The star, the moon, the lamppost and the car; or Photography vs. Poetry

I've been wondering for a while now what distinguishes photography and poetry (and in a broader sense, writing): two elements of my life that are crucial to how I perceive and interpret the world around me.

Short of channeling Roland Barthes (a la Camera Lucida) mid-blog, what fantastical conclusion can I have reached?

Striding home from the station after a long day stalking the streets of London, in search of art (the Museum of Everything in Primrose Hill) and socialising (a lunch date with the Jack of Hearts), I whipped out my camera to take this shot of the star, the moon, the lampost, and the car. Each light sources of completely different scale and level, distance and dimension, on the Earth. In the darkened October evening, I was struck by the appealing constellation of these four diamonds of light.

This may seem like a rather long pre-amble to what I've set up to be a 'battle', a discussion that could easily lead to spilt blood, a literary deathmatch like the ones regularly seen in London, L.A. and cities across the globe.

But like all good stories, I reckon you need a little detail, a little extra imagery, to add to the picture. I've always been one for an extra flourish. Robert McKee, writer of near-seminal screenwriting text, Story, would probably be turning in his grave right now - if he were dead, that is.

Simply put, photography is the expression of an interest in the outside world, an external fascination, and an open receptiveness to patterns, images and people, that once captured, serves as a reflection of those points of focus, subjects, and objects. Once captured, that awareness of the outside world forms a critique and a relationship with it.

It is governed by a sensitivity to things alien to us, which nevertheless enable us, along with the photographer, to understand things familiar to us, the external informing, educating, contrasting and consoling the internal.

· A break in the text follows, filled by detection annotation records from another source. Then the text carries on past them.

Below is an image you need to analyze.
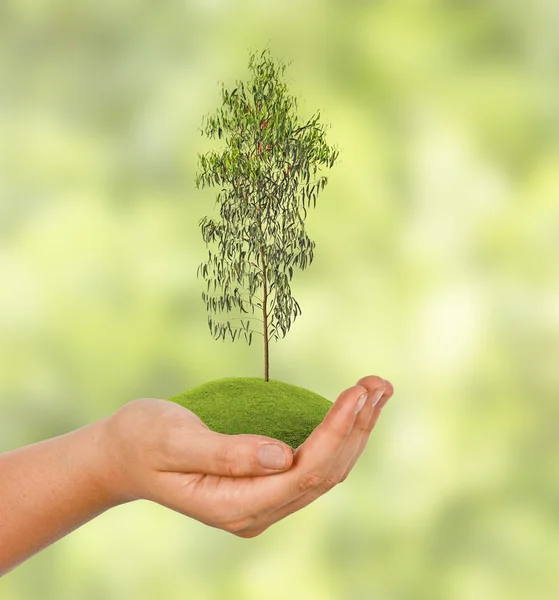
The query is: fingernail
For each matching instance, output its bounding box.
[258,444,287,469]
[371,387,386,406]
[354,394,367,414]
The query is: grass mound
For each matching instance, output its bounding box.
[168,377,332,449]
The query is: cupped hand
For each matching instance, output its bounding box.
[103,376,394,538]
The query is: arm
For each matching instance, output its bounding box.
[0,376,394,576]
[0,421,119,577]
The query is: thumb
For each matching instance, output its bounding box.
[179,429,293,477]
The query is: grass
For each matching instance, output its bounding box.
[168,377,332,449]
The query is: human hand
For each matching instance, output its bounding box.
[100,376,394,538]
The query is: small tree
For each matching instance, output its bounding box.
[196,50,338,381]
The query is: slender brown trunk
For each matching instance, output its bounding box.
[260,249,270,381]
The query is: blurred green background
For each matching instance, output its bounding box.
[0,0,559,600]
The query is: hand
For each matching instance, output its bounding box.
[101,376,394,538]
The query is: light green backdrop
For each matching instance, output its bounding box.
[0,0,559,600]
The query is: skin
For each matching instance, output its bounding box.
[0,376,394,576]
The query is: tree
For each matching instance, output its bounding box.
[196,49,339,381]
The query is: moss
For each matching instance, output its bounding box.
[168,377,332,448]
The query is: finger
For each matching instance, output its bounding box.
[165,428,293,477]
[342,381,394,481]
[225,386,366,521]
[235,377,393,537]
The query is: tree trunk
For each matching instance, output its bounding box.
[260,249,270,381]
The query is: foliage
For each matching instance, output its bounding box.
[196,50,338,380]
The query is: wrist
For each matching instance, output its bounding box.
[90,417,136,507]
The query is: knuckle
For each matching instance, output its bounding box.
[232,527,266,539]
[222,517,254,537]
[320,477,340,492]
[218,444,241,477]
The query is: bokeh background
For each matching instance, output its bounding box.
[0,0,559,600]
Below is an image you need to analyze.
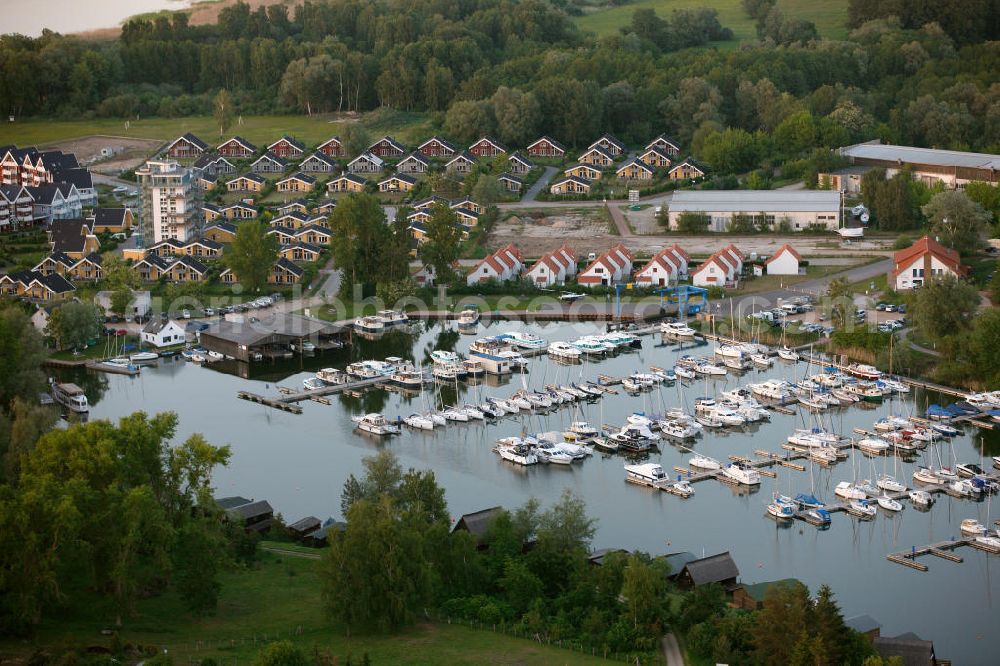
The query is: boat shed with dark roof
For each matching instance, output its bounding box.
[226,500,274,532]
[676,551,740,592]
[872,633,936,666]
[451,506,504,550]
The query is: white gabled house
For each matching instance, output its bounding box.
[576,243,632,286]
[764,243,802,275]
[465,245,521,286]
[141,319,185,347]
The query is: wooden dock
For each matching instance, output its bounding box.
[885,538,1000,571]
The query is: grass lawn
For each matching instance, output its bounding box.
[574,0,847,41]
[0,552,607,664]
[0,111,433,146]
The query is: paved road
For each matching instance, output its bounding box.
[660,634,684,666]
[521,167,557,203]
[608,203,635,240]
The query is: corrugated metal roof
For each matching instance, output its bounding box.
[840,143,1000,169]
[670,190,840,213]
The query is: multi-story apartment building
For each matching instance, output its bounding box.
[135,160,201,246]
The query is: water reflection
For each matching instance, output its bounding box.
[67,322,1000,664]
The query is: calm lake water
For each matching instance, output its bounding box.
[62,323,1000,664]
[0,0,191,37]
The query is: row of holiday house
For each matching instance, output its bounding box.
[466,243,801,288]
[172,133,680,161]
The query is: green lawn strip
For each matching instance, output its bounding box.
[0,544,607,664]
[0,111,433,148]
[574,0,847,40]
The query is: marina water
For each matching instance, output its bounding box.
[66,322,1000,664]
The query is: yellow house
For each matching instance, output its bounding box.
[639,147,672,169]
[668,160,705,180]
[226,173,267,192]
[326,173,367,192]
[69,252,104,282]
[277,172,316,192]
[164,256,208,283]
[549,176,590,194]
[615,159,653,180]
[378,173,417,192]
[577,146,615,169]
[563,164,601,180]
[202,222,236,243]
[93,208,135,234]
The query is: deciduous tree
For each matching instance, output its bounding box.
[222,220,278,294]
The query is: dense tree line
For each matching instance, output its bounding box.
[320,452,884,666]
[0,304,246,634]
[0,0,1000,161]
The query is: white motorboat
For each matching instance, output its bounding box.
[694,360,726,377]
[570,336,613,356]
[688,455,722,471]
[625,463,669,485]
[479,402,505,419]
[750,379,792,401]
[316,368,351,386]
[351,414,399,436]
[507,392,531,411]
[302,377,326,391]
[875,495,903,511]
[458,308,479,327]
[674,365,697,379]
[504,331,548,349]
[778,347,799,361]
[722,462,760,486]
[875,474,906,493]
[457,403,486,421]
[959,518,990,536]
[858,437,892,456]
[947,479,982,497]
[670,479,694,497]
[494,437,538,466]
[567,421,601,439]
[548,341,583,361]
[431,349,462,365]
[403,412,434,430]
[441,407,469,423]
[847,499,875,520]
[354,315,385,333]
[389,370,425,391]
[535,440,573,465]
[767,501,795,520]
[377,310,410,326]
[660,321,697,338]
[128,352,160,365]
[556,384,590,400]
[714,344,743,358]
[847,363,882,381]
[50,381,90,414]
[913,467,947,486]
[656,419,698,439]
[833,481,868,500]
[874,416,913,432]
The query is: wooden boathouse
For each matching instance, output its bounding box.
[200,313,351,362]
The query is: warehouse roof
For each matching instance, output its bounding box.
[840,142,1000,169]
[670,190,840,213]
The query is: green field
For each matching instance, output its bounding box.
[575,0,847,41]
[0,553,608,665]
[0,110,433,146]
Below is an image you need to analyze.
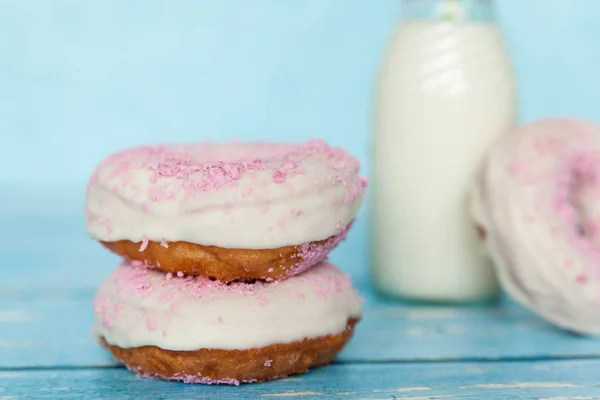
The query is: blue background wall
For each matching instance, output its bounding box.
[0,0,600,206]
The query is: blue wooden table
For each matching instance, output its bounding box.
[0,211,600,400]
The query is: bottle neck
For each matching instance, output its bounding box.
[402,0,496,23]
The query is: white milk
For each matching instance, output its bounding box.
[371,20,516,302]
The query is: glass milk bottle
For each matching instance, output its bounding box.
[371,0,516,302]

In opposition to this, I would place writing, and I use that sweeping title to work my point through, although I'm sure there will be a mineful of contradictions and exceptions to it. Writing seems to me as an elucidation of things internal, a mine of its own, welling up with nuggets of emotion, veins of belief and slowly formed (and forming), crystallised notions of human nature. Writing seems to draw deeply upon the self, in order to demonstrate, dissect and decipher what is beyond the direct sphere of knowledge and comprehension, everything that is unfamiliar, alien or external.

Viewing poetry and photography in this binary fashion, it seems that the process of these separate disciplines is the crucial point of divergence.

The roles of those actively engaging in the two pursuits are different: is the photographer a 'documenter', and the poet, the writer, a 'pyschoanalyser'?

Clearly, there are nuances and subtleties beyond such blanket terms, and I'll need a little more time to think about that; but until then, it's time for dinner. Before I depart the blogosphere, Ill finish with a story, or maybe a poem:

Why did the star, the moon,
the lamppost and the car
meet for dinner one night,
disparate as they usually are?

What intrigue, what magic
could anchor their orbits
in one place, at one time,
without heavenly writs?

The star was incensed,
The moon confused,
The lamppost impressed
And the car bemused.


Flashing past, red lights large;
Soft, orange glow cast;
Rotund, pale face full;
Pin prick, light years fast.

One lens open, intrigued, calm,
Two eyes steady, alert, keen;
Tentative finger, tense, ready,
One brief moment. What will it mean?